"Yes!" cried Anna Bell. "Yes! I remember how the sight of glistening arms delighted my eyes in my childhood."

"Did you not, at the time you were kidnapped from your family, wear any collar or other trinket that you may have preserved?"

"I wore around my neck, and have preserved ever since, a little lead medal. I have it here attached to this chain."

Franz of Gerolstein ran to the door of the vestry and called for Josephin. The Franc-Taupin approached, stepping slowly, and engaged in imparting the latest notch to the stick that hung from his cartridge belt: "Seventeen! There are still eight wanting before we reach twenty-five! Oh! My bill shall be paid, by my sister's death! My bill shall be paid!"

Franz of Gerolstein inquired from the Franc-Taupin: "What was the age of Odelin's child when she was kidnapped!"

With a look of surprise the Franc-Taupin answered: "The poor child was eight years old. It is now ten years since the dear little girl disappeared."

"Did she wear anything by which she might be identified?" pursued Franz.

"She wore from her neck," said the Franc-Taupin with a sigh, "a medal of the Church of the Desert, like all other Protestant children.
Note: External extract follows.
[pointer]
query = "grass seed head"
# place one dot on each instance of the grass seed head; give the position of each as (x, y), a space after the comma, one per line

It was a medal that I presented to her mother the day of the little creature's birth."

Franz of Gerolstein held before the Franc-Taupin the medal that Anna Bell had just given him, and said: "Do you recognize this medal? Josephin, this young girl was kidnapped from her family ten years ago—she carried this medal from her neck—"

"Oh!" cried the Franc-Taupin, looking at Anna Bell with renewed confusion. "She is Odelin's daughter! That accounts for my having been from the first struck with her resemblance to Hena."